The crucial international standard is called H261, governing the operation of the codec (coder-decoder), which compresses a television picture into a narrow digital signal at one end and expands it back at the other. Internet's Davis admits: "Different standards have screwed up the market so far." But H261 has been adopted with varying degrees of enthusiasm by all major suppliers. One of the most committed is BT and its manufacturer, GPT, owned by GEC and Siemens. Japanese companies, expected universally to be ready to introduce equipment soon, are also firm H261 fans.
Two of the biggest suppliers in the US, Compression Labs Inc and PictureTel, take a less committed line. They both support the international standard but each also has its own proprietary software and executives like to imply that the resulting picture quality is better.
BT and GPT contest this. "We won an award for excellence at the International Teleconferencing Association's conference in Washington," says BT's Bayley. ITCA named the BT/GPT codec "the most significant new product in the past year".
One of the first users of dial-up services is insurance broker CT Bowring.
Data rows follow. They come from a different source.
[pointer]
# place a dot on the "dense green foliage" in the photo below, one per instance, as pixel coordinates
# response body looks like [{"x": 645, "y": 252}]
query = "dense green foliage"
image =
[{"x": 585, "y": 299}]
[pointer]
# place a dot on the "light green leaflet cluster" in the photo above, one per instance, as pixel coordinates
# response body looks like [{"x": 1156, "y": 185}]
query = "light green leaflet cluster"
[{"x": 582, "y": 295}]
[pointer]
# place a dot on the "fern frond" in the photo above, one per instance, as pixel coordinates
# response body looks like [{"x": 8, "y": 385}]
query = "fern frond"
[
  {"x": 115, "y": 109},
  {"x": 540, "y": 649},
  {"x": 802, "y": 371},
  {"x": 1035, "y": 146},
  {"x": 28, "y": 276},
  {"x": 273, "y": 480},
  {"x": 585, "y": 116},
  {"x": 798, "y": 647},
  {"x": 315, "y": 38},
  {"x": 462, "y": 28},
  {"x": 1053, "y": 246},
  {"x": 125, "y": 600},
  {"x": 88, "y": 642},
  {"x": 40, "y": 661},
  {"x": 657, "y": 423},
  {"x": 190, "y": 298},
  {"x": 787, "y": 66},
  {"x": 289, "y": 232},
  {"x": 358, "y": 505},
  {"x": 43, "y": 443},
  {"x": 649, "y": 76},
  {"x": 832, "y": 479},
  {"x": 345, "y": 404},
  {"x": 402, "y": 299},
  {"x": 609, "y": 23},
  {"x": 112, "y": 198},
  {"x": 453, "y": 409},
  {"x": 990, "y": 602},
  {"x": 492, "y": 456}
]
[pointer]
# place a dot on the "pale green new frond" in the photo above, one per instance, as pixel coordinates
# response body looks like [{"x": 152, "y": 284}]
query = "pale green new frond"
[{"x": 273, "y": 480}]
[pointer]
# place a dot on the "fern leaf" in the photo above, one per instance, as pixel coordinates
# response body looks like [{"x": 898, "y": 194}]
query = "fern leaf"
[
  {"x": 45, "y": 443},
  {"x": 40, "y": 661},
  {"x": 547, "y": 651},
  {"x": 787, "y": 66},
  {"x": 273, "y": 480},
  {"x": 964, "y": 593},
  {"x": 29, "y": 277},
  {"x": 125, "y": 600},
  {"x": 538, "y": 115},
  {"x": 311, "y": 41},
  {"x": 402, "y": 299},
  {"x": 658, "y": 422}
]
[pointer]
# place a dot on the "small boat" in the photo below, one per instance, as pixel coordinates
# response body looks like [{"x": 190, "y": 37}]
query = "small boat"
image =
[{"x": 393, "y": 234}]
Initially chief executives of the different divisions are using the unit to meet their opposite numbers in New York and Chicago at parent group Marsh and McLennan. "We think it's going to take off in a big way," says group communications supervisor Mike Tomlinson. "But we've only had it three months and we need a lot more people to use it before we have a clear idea where we should go."
And the Bar Council is hiring out its new DCE/PictureTel equipment to barristers and commercial concerns. "It's mainly used for case conferences," said David Farrer, QC, chairman of the Bar services committee. But judges may use it to hear evidence: "Some witnesses may be sensitive about coming into the jurisdiction." The Bar Council rents the equipment out at £130 per half hour and adds 25% to BT's call charge - which would make an all-in cost for an hour's meeting with the US about £370. Barristers are extra.